I think there’s a reason why.
I think there’s a pretty obvious reason why.
I think there is an elephant, that is not just in the room, but has swollen and contorted itself so violently it has become the room. And on its tusks the reason is chiseled: that anytime abuse has made the brief cameo appearances in my life that it has, I was on the other side of it.
“But its cool, because now I’m so fucking woke.“
That’s really it though isn’t it? Men’s silent complacence towards the heinous things that women, LGBTQ, and any folks that aren’t us have been dealing with on the daily? That’s nothing new. We’ve known that since day one.
“But, I mean, that’s the world we we’re raised in.”
Morality is a light. A light that cannot be dimmed. And every time we convinced ourselves that something we did was excusable, we were placing thin white sheets in front of something bright and burning, until we couldn’t see the source anymore. But we knew it was still there. It was always there. There was just enough thinly woven something between us and it that we didn’t have to care anymore. But that light was still there, still shining, still glowing, still hot.
“Chill out, it was a joke.”
So we forgot about it. Forgot that there was something important trying to tell us something important. We hung up more sheets. Sheets with feverishly scrawled words in the darkest ink we could find, that said things like; “I wouldn’t”, “I didn’t”, “I won’t”, when of course we did, were, and will.
“I dunno man, I was hammered, who’s to say?”
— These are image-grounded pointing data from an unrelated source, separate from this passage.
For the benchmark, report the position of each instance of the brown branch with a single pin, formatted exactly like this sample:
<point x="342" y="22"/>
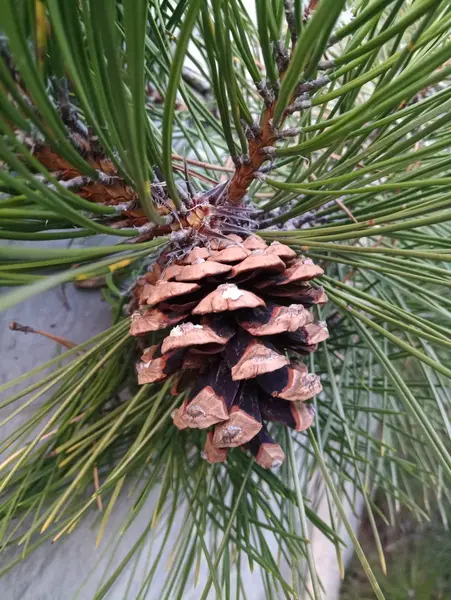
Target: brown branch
<point x="14" y="326"/>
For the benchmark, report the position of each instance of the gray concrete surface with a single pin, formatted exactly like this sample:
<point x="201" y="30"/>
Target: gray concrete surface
<point x="56" y="571"/>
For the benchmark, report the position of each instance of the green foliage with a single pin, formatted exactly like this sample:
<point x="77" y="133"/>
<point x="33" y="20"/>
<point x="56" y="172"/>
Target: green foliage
<point x="364" y="188"/>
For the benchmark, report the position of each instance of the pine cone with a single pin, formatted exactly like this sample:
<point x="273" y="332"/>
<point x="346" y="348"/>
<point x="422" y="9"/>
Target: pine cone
<point x="235" y="311"/>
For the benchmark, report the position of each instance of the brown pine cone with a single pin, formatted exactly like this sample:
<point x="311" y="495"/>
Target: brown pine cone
<point x="235" y="310"/>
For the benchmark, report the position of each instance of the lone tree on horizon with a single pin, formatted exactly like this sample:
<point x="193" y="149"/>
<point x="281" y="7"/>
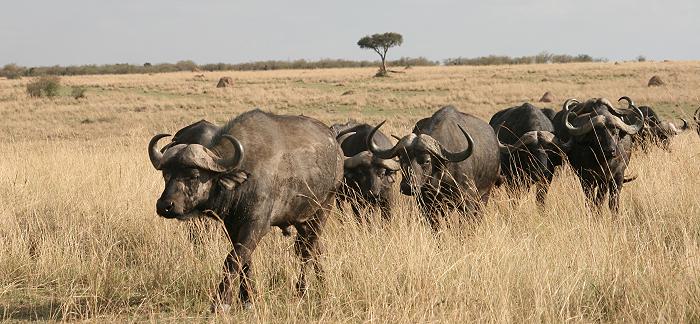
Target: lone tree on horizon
<point x="381" y="43"/>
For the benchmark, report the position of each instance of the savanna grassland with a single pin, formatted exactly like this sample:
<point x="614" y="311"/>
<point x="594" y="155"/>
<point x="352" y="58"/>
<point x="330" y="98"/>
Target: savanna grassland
<point x="80" y="239"/>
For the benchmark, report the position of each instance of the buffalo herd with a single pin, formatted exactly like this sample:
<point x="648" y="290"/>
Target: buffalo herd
<point x="262" y="170"/>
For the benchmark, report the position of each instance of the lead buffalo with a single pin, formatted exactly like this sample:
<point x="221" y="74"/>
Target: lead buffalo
<point x="443" y="166"/>
<point x="529" y="150"/>
<point x="599" y="145"/>
<point x="260" y="170"/>
<point x="367" y="179"/>
<point x="201" y="132"/>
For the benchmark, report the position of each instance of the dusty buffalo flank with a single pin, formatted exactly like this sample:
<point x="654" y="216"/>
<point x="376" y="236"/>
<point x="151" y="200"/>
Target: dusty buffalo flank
<point x="81" y="240"/>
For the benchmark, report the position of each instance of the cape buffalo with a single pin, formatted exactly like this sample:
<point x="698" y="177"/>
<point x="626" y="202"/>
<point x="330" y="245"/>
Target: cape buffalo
<point x="598" y="145"/>
<point x="367" y="178"/>
<point x="443" y="166"/>
<point x="201" y="132"/>
<point x="656" y="131"/>
<point x="260" y="170"/>
<point x="529" y="149"/>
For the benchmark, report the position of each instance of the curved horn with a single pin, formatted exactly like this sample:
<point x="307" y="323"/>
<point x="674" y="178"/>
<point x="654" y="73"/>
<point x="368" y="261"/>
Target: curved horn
<point x="153" y="153"/>
<point x="637" y="126"/>
<point x="630" y="107"/>
<point x="362" y="158"/>
<point x="390" y="164"/>
<point x="576" y="131"/>
<point x="237" y="158"/>
<point x="459" y="156"/>
<point x="378" y="152"/>
<point x="568" y="103"/>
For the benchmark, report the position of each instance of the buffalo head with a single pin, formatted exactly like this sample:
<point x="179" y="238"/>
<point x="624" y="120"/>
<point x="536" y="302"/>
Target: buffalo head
<point x="368" y="174"/>
<point x="599" y="126"/>
<point x="191" y="171"/>
<point x="421" y="158"/>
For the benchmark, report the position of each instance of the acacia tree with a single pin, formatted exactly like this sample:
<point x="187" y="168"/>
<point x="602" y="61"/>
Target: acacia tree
<point x="381" y="43"/>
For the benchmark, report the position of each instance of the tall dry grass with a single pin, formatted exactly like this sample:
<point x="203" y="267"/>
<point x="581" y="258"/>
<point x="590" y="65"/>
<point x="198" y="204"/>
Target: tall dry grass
<point x="80" y="239"/>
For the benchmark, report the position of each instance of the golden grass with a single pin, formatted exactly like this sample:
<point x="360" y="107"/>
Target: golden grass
<point x="80" y="238"/>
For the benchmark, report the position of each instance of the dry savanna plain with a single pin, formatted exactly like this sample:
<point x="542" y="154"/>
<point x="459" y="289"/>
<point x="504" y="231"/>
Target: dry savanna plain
<point x="80" y="239"/>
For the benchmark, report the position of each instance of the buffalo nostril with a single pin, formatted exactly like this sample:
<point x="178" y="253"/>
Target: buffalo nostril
<point x="165" y="206"/>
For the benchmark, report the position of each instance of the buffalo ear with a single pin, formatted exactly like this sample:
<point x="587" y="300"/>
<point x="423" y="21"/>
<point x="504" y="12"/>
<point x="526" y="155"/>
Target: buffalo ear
<point x="232" y="180"/>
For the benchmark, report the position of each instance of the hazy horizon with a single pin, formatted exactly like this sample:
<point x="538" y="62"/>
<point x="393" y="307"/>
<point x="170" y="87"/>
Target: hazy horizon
<point x="79" y="32"/>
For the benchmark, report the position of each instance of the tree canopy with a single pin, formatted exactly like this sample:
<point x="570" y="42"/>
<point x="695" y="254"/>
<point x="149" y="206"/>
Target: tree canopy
<point x="381" y="43"/>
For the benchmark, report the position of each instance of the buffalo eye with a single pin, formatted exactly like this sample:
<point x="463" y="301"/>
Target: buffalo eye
<point x="390" y="176"/>
<point x="191" y="174"/>
<point x="423" y="159"/>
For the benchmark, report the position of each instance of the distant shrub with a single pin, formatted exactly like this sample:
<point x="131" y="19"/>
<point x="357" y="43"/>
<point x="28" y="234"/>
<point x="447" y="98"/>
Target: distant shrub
<point x="46" y="86"/>
<point x="78" y="92"/>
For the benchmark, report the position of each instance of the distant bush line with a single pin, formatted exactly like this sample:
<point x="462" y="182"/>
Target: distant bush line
<point x="13" y="71"/>
<point x="542" y="58"/>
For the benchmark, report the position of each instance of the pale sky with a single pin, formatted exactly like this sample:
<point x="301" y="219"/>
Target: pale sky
<point x="74" y="32"/>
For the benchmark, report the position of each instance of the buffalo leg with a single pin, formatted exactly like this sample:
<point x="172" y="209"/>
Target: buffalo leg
<point x="308" y="247"/>
<point x="615" y="188"/>
<point x="239" y="261"/>
<point x="600" y="195"/>
<point x="542" y="187"/>
<point x="385" y="209"/>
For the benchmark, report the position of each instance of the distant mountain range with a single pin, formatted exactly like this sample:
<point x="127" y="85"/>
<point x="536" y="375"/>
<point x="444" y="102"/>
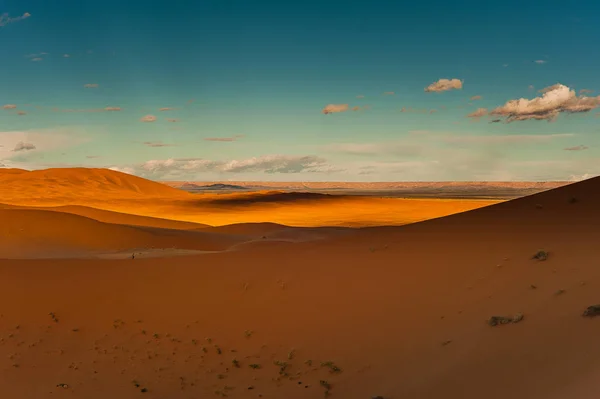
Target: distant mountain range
<point x="210" y="187"/>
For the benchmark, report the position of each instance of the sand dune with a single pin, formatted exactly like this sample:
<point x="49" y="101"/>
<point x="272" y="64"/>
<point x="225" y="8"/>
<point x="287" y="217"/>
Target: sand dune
<point x="116" y="217"/>
<point x="33" y="233"/>
<point x="118" y="192"/>
<point x="74" y="183"/>
<point x="398" y="312"/>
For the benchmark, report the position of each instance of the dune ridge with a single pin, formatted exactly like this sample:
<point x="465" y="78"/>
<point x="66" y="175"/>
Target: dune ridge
<point x="396" y="311"/>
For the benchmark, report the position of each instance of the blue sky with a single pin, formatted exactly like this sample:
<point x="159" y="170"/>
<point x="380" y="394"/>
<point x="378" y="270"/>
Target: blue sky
<point x="235" y="90"/>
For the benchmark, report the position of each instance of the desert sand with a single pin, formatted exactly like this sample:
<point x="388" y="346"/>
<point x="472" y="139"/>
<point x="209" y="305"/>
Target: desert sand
<point x="261" y="310"/>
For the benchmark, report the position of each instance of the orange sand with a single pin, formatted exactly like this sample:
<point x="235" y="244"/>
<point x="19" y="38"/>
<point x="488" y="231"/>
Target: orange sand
<point x="400" y="310"/>
<point x="119" y="192"/>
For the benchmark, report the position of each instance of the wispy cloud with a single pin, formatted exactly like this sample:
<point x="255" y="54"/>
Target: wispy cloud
<point x="270" y="164"/>
<point x="6" y="19"/>
<point x="333" y="108"/>
<point x="555" y="99"/>
<point x="444" y="85"/>
<point x="395" y="148"/>
<point x="478" y="113"/>
<point x="225" y="139"/>
<point x="506" y="139"/>
<point x="157" y="144"/>
<point x="23" y="146"/>
<point x="148" y="118"/>
<point x="576" y="148"/>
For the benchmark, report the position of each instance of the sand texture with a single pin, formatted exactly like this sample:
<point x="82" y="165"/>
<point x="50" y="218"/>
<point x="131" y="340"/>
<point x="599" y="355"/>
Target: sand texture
<point x="277" y="295"/>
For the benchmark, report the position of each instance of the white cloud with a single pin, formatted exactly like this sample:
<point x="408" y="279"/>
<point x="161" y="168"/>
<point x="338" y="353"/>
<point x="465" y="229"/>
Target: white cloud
<point x="148" y="118"/>
<point x="478" y="113"/>
<point x="23" y="146"/>
<point x="445" y="85"/>
<point x="157" y="144"/>
<point x="6" y="19"/>
<point x="506" y="139"/>
<point x="269" y="164"/>
<point x="333" y="108"/>
<point x="555" y="99"/>
<point x="577" y="148"/>
<point x="224" y="139"/>
<point x="14" y="144"/>
<point x="398" y="148"/>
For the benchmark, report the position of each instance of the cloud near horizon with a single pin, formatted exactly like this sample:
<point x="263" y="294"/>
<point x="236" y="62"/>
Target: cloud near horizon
<point x="269" y="164"/>
<point x="225" y="139"/>
<point x="580" y="147"/>
<point x="23" y="146"/>
<point x="333" y="108"/>
<point x="444" y="85"/>
<point x="478" y="113"/>
<point x="555" y="99"/>
<point x="6" y="19"/>
<point x="157" y="144"/>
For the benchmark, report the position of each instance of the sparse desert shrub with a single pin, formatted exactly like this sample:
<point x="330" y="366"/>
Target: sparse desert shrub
<point x="331" y="366"/>
<point x="498" y="320"/>
<point x="540" y="255"/>
<point x="282" y="367"/>
<point x="592" y="311"/>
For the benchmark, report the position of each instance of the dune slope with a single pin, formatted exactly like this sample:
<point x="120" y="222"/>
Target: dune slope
<point x="399" y="312"/>
<point x="75" y="183"/>
<point x="31" y="233"/>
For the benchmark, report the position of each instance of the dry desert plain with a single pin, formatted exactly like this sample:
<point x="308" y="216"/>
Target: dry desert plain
<point x="249" y="309"/>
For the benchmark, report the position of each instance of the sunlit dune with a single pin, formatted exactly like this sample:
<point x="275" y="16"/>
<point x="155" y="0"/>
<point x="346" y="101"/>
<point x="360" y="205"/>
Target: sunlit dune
<point x="119" y="192"/>
<point x="71" y="184"/>
<point x="28" y="233"/>
<point x="395" y="312"/>
<point x="116" y="217"/>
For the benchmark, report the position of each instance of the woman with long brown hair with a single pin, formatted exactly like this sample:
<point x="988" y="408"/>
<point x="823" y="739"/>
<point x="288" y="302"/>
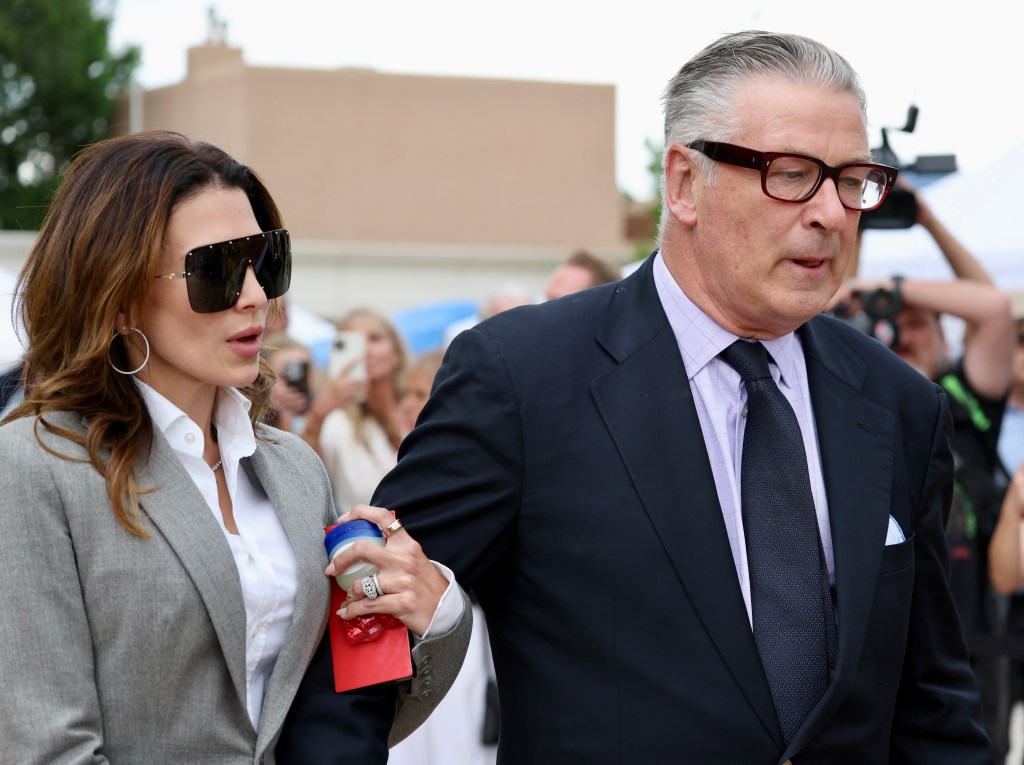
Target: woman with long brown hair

We didn’t stop the thing we knew was wrong. We couldn’t silence the voice. We couldn’t dim the light. We just made it shine on things that weren’t us; thinner things, things that diffused and refracted, until what finally illuminated us was soft and assuring. We made it whisper caveats that gleefully excluded our names. We tried turning our lanterns and found that anything it cast its gaze on made us sick. So we put up more sheets.
“It is what it is.”
There is a burn coming. A burn to expunge eyes that appraise and singe hands that grasp. That light that we forgot about, that light that we chose to ignore, that light that we barricaded behind cotton and nothing, that light that used to throw itself against the walls of our chests until it became more comfortable to extract; it hasn’t cooled. It was never softened. It didn’t change. Its only grown. Its angry now, as it has always been. And it was our mistake for hiding it behind something flammable.